The risk-reward discussion begins at the tee box. Where can you be off the tee and still have a reasonable shot at the green? Is it better to be in the fairway bunker on the left or in the rough on the right? Which pins allow some opportunity to get close, and which ones force you to aim at the center of the green? If you do make a mistake, which greenside areas offer a simple recovery and which ones do you need to avoid?

Meticulous tour caddies will keep a record of where pins have been during previous events, which gives practice rounds a more focused approach. Given the hole location, where is the easiest place to get up and down? When judging that, you're looking at everything from the amount of landing area and available run-out to grass thickness to green contours that can help or hurt you. At Augusta National, for example, there are banks and bowls that can send a shot toward the pin or reject it away. Understanding that topography can give a player a much different (and much larger) potential target.

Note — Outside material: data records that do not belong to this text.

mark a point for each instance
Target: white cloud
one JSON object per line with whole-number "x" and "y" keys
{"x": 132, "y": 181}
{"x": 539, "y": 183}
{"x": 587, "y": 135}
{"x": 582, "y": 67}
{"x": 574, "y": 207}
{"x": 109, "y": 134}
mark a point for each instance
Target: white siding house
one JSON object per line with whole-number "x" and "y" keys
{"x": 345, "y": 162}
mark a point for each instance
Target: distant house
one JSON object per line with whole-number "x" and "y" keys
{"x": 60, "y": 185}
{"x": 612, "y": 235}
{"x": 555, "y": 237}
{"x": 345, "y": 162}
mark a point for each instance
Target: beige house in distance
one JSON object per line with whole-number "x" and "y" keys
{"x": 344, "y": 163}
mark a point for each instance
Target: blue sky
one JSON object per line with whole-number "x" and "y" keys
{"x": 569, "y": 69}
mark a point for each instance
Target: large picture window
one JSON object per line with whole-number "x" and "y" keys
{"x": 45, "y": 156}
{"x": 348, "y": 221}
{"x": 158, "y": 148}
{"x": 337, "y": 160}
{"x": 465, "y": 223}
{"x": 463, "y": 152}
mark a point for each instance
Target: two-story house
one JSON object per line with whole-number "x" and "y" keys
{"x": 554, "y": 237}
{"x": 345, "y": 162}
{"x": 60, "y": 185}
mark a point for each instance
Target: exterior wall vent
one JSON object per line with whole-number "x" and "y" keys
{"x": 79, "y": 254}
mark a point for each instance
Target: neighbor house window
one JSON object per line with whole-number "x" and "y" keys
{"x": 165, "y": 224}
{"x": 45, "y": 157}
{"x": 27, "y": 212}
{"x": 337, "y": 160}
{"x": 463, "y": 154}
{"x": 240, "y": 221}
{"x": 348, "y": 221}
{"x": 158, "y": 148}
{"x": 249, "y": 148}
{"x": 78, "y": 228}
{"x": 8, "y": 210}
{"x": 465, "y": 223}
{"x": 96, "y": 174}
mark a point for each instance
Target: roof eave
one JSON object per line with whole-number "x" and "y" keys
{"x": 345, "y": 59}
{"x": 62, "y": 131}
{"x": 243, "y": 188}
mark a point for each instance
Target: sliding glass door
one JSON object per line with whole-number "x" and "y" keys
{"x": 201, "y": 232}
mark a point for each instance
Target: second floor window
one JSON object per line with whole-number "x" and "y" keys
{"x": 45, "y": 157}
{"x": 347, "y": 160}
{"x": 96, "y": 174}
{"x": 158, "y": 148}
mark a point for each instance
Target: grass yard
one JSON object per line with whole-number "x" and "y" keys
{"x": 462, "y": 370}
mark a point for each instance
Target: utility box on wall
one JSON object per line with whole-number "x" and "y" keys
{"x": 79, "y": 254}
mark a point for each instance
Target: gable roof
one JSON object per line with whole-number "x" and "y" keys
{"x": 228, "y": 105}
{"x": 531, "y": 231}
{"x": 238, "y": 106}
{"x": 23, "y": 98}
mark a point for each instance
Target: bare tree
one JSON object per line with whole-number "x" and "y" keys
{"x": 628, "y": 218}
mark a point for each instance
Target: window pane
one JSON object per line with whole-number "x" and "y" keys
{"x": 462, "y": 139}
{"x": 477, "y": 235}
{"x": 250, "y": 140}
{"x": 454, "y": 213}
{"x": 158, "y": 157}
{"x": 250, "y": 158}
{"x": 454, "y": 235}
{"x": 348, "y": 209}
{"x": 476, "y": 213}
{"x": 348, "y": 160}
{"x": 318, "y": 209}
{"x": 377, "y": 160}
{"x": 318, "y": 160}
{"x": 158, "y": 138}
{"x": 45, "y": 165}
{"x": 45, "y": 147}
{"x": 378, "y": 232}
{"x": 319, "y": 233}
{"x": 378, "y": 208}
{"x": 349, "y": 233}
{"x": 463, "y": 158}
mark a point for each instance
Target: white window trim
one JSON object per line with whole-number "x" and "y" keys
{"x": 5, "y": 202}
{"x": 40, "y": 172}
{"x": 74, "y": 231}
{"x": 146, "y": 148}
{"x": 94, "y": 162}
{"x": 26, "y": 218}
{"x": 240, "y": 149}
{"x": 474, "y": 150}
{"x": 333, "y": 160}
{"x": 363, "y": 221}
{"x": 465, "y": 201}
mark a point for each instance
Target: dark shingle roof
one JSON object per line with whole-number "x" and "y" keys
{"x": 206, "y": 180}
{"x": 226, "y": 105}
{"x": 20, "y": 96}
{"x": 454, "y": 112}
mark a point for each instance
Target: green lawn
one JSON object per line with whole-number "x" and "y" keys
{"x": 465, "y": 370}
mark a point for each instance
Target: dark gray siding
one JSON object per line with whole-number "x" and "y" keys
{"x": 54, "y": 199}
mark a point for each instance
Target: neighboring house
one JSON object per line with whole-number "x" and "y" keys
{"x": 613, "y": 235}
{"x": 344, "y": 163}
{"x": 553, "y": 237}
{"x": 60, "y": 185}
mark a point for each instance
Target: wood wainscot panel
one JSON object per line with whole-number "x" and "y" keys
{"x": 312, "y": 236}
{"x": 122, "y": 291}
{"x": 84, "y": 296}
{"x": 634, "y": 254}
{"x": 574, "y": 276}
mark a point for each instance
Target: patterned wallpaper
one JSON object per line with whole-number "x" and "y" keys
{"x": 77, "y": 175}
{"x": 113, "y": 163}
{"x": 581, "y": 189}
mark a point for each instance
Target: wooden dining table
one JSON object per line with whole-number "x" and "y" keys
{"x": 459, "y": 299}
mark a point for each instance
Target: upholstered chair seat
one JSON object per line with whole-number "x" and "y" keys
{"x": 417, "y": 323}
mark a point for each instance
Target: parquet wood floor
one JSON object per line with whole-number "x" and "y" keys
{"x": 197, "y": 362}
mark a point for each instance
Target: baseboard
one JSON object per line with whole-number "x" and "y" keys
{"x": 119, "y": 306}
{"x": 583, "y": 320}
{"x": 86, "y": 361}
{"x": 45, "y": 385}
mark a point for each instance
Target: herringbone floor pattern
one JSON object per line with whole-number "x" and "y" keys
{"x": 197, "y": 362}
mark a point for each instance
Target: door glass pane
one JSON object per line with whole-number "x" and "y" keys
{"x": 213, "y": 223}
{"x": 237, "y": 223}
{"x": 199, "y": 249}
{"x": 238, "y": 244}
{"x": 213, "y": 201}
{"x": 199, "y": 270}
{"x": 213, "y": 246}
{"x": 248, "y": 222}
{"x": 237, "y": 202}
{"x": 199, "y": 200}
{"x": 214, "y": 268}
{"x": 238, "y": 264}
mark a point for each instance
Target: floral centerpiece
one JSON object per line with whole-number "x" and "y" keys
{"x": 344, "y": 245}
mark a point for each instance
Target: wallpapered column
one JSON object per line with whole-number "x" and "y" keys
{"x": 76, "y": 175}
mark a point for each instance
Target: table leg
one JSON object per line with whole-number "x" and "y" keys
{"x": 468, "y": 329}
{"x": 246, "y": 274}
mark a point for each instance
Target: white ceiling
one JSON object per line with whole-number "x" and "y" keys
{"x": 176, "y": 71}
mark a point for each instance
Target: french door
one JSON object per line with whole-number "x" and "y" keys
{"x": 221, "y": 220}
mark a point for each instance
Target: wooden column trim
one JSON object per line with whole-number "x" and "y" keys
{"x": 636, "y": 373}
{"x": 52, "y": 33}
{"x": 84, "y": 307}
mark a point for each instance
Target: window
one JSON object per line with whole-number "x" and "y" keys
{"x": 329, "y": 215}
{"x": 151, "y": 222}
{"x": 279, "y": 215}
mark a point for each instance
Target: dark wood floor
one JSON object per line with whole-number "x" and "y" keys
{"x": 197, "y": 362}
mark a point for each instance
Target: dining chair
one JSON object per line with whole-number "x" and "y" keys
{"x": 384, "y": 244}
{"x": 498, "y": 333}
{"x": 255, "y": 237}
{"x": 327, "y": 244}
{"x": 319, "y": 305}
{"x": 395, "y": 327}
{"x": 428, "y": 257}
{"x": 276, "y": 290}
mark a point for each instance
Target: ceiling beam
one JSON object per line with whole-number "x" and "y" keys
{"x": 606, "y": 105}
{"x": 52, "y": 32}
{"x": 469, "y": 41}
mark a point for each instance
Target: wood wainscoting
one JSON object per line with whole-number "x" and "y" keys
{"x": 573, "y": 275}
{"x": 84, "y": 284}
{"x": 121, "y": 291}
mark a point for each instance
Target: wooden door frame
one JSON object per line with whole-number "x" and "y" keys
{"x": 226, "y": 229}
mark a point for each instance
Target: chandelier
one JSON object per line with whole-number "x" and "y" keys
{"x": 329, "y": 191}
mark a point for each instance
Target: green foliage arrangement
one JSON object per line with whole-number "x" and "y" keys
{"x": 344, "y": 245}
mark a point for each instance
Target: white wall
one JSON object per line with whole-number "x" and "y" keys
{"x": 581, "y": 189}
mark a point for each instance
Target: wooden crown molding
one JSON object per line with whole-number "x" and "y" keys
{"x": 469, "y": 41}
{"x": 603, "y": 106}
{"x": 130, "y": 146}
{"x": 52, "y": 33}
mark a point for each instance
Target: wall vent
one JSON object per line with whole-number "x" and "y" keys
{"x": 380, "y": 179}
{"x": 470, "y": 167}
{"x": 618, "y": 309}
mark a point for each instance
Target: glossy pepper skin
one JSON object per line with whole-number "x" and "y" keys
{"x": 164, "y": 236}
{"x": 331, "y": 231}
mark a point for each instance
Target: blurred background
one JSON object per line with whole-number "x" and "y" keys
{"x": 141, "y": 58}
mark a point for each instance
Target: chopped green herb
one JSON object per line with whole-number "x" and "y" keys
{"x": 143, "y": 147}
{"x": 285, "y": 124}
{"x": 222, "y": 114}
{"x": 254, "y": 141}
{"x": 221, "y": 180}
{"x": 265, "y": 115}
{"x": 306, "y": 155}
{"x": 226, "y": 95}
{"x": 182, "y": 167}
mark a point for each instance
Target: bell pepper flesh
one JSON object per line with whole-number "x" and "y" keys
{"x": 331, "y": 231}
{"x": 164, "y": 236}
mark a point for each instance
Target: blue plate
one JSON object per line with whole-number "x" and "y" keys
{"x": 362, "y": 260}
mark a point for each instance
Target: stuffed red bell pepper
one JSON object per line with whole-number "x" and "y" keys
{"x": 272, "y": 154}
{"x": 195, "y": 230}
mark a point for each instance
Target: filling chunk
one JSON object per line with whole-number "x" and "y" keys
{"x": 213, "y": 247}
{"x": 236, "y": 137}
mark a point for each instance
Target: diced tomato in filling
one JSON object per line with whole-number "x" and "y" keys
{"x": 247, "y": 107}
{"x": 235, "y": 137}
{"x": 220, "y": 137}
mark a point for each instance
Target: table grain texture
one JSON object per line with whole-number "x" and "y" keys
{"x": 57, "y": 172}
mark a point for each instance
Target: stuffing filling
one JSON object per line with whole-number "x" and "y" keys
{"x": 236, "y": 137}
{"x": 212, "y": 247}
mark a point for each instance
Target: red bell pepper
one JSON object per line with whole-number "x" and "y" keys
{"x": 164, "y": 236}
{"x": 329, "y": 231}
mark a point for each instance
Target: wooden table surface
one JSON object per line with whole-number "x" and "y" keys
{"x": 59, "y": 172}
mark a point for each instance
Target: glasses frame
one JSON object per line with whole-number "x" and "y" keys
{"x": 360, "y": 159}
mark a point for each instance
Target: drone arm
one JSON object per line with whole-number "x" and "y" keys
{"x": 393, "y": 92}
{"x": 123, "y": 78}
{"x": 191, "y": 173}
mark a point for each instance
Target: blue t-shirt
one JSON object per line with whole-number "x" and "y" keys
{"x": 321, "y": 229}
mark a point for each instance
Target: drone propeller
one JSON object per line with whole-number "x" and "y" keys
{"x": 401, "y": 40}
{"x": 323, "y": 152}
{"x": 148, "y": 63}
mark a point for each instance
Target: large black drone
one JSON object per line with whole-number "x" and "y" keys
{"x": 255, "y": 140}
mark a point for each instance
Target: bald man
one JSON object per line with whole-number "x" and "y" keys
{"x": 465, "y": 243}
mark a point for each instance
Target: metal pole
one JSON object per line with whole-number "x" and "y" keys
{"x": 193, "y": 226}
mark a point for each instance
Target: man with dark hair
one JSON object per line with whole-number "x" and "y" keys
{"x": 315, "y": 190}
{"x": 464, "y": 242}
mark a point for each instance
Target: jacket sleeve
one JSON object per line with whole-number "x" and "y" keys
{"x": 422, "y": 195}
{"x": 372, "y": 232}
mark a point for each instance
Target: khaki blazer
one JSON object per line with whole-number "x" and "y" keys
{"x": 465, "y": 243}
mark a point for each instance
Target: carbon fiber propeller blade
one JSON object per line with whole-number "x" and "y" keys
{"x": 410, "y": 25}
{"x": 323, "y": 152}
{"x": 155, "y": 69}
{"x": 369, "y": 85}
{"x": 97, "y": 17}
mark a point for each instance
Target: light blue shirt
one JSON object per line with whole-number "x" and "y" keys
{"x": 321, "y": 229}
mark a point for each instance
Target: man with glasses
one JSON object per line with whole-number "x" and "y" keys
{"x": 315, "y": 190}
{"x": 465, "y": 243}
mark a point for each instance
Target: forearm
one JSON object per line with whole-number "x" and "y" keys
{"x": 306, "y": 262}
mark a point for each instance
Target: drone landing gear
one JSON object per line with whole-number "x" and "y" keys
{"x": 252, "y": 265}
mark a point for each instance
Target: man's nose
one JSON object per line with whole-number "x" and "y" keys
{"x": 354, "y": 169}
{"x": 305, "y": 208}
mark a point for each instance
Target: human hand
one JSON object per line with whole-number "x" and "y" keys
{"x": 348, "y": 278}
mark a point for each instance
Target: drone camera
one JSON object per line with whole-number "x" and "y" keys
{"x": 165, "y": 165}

Smart greenside prep means reading how your club gets through the rough and how the ball runs out.

When a course has tight run-off areas and short rough, the ball will behave a certain way based on the firmness and speed of the greens. But if the rough is thick and deep, like at a U.S. Open venue, you have to get in there and practice not only the technique you'll use to get the ball out but how the ball will release from given locations. Because conditions are always changing, your intel has to change as well. A foot more or less of run-out really does matter in the scheme of things, as shown in the make-miss percentages from different putting distances.

Individually, these little details might seem trivial, but I stress to my players that good golf is a compounding of positive, sensible micro-decisions. Just being a tiny bit better in where you leave your full shots and a touch closer to the hole with your short-game shots is how you save a stroke here or there or gain an eighth of a stroke on the field. That can make a significant difference over 72 holes.

If you play most of your golf on a home course, there's no excuse not to have a good "book" on each green. And before you say that course management is easier for players who flush it, it's actually more important the more shots you hit that are less-than-perfect. Your club selection and aiming strategy should be taking into account your own particular scouting report of the greens. For example, is it flat and plush short and left on a given hole? If so, you should favor that area versus, say, the steep-faced bunker on the other side—no matter where the pin is.

If you follow an organized approach to "reading" green complexes, you'll start shooting better scores not because you hit fewer bad shots, but because the bad ones you're hitting aren't biting you quite as fiercely.